Life Insurance - Definition of Terms
If you’re confused, don’t worry. Everyone has to start somewhere. This glossary should help you wade through all of the terms in the life insurance industry.
Accumulated Premiums - the dollar amount of all the premiums paid to date from the policy owner to the life insurance company.
Annual Premium - payments made from the policy owner to the life insurance company made once per year. Generally, this payment method is less expense than a Monthly Premium payment schedule because there are less transaction costs.
Beneficiary - an entity or individual who receives a death benefit from a life insurance company after the terms of the policy have been met.
Cash Surrender Value - the amount of money the policy owner can receive if the policy is cancelled. The policy holder surrenders the right to receive a future death benefit in exchange for immediate cash.
Death Benefit- the dollar amount a beneficiary receives when all conditions of a life insurance policy are fulfilled.
Dividend - a payment made to the account of the policy owner when the life insurance company experiences a profit and elects to share a portion of the profit with its customers.
Face Value - the amount a policy is originally worth to the beneficiary when the insured dies or when the policy matures. However, the actual benefit can be more or less than the initial face value.
Insurability - the level at which a person can be insured. Factors include physical health, family health history, recreational activities, work environment, and travel activities.
Insurance Policy - a legally binding contract entered into by a certified life insurance company and a policy holder. It is very important to understand the terms of the contract and consult with your certified accountant, attorney, and life insurance agent for advice because every situation is unique.
Insured - the entity or individual who is covered in an insurance policy. If this person were to pass on and all terms of the life insurance contract were fulfilled, the designated beneficiaries would receive the death benefit.
Maturity- the time at which the cash benefit is paid to the beneficiary(ies). This happens when the insured passes on or reaches a specified age (usually 100).
Monthly Premium - payments made from the customer to the life insurance company made once every month. Generally, this payment method is more expense than an Annual Premium payment schedule because there are more transaction costs.
Paid-Up - a policy can be paid off before maturity. Most whole life insurance policies are “paid-up” or calculated to be funded by age 100. You can elect to buy Paid-Up insurance at 90 or 70 or any other age you wish.
Policy Owner- the individual or entity that has entered into a contractual agreement with a life insurance company to pay premiums in exchange for cash values and/or a death benefit. Note that the policy owner can be the same person as the insured but doesn’t necessarily have to be the same person. For example, a grandparent can be the owner of a policy where the grandchild is insured.
Premium- a payment made from the policy owner to the life insurance company. It is one of but not the only form of revenue for the life insurance company. The amount of the premium depends on the health and lifestyle of the insured, the amount of death benefit, length of contract, and any additional riders.
Reinsurance Company - an organization that insures a normal insurance comapany against financial loss.
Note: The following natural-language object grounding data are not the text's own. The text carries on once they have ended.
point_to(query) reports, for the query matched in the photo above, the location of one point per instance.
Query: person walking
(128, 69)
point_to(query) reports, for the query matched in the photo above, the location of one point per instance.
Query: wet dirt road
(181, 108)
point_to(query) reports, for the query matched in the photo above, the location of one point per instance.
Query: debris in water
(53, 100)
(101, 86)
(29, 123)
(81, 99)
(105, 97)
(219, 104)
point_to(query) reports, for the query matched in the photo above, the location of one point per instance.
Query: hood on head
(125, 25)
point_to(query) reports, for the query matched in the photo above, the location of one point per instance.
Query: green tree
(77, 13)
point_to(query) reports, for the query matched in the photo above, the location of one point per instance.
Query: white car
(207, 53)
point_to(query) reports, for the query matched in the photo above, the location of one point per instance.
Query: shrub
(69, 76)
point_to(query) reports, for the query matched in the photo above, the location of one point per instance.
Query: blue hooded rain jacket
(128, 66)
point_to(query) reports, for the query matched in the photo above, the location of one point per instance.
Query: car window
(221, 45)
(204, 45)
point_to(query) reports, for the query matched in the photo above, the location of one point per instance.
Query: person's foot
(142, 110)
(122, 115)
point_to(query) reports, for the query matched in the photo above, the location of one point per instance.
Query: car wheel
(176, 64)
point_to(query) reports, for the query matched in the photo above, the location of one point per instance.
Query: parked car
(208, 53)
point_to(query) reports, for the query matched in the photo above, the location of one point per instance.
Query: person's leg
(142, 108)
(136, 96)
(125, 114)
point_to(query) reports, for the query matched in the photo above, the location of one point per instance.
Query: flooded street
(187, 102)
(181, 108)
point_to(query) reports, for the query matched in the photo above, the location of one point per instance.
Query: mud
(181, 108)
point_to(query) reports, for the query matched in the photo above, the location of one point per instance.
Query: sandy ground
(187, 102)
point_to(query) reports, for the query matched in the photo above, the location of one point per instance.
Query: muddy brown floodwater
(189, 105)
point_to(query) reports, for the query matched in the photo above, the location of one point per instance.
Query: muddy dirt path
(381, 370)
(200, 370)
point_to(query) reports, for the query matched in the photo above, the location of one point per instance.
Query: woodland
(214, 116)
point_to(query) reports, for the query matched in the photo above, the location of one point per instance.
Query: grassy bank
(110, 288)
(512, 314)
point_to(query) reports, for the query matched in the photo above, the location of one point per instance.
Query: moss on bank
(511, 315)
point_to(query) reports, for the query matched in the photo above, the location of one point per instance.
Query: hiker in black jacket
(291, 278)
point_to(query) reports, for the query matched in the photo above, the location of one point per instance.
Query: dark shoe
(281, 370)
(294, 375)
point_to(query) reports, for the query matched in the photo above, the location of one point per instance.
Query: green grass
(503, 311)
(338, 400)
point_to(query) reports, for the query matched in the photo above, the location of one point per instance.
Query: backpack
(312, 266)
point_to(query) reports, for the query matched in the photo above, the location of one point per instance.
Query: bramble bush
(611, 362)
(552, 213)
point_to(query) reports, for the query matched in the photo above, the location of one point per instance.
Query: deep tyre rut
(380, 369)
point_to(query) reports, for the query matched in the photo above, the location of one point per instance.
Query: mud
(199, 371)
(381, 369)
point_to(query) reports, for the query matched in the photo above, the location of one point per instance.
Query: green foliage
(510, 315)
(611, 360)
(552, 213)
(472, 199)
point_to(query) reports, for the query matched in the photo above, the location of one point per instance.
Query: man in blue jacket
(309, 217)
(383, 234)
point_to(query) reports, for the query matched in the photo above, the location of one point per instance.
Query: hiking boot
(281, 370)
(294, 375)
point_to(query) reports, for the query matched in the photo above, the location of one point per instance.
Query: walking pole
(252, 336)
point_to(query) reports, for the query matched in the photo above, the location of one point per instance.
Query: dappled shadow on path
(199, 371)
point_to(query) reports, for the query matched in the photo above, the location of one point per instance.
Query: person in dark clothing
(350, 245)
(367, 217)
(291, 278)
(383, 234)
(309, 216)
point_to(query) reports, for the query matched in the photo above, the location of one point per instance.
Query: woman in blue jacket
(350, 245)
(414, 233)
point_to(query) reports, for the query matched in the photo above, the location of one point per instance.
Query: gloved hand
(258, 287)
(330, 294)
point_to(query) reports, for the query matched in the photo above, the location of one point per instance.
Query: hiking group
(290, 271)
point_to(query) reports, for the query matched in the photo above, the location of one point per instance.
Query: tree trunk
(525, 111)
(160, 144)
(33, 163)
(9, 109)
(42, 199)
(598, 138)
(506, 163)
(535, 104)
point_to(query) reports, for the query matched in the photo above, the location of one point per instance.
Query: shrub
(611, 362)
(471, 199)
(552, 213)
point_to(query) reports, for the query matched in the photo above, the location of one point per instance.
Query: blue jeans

Rider- an addendum or additional clause to an insurance contract. Think of a rider as an additional condition “riding” on top of (or in addition to) a policy. There can be many types of riders with various options. Usually, riders provide a benefit to the policy owner. Therefore, they usually cause the amount of the premium to be higher.
Single Premium - one payment pays for the entire policy.
Underwriting - The process an insurance company goes through to decide if a person can be insured and at what price.
Waiver of Premium Rider- the insurance company would pay the premiums for a policy owner if a specified event were to occur. This waiver of premium is an advantage to the policy owner, so there is usually a small additional fee added to the premium. For example, assume that Sally does her homework and discovers that insurance premiums with no riders cost $200 per month and premiums with a 2-year, disability waiver of premium rider would cost her $209 per month. The rider states that if she were to become disabled from working at any time within 2 years, the premiums would be paid by the insurance company. Sally decides to include the rider in her policy. 7 months later, Sally becomes disabled. The insurance company will now pay the remaining premiums according to the terms of the contract. Basically, it’s insurance on your insurance policy. You insure yourself against the risk of not being able to pay the premiums of the insurance policy.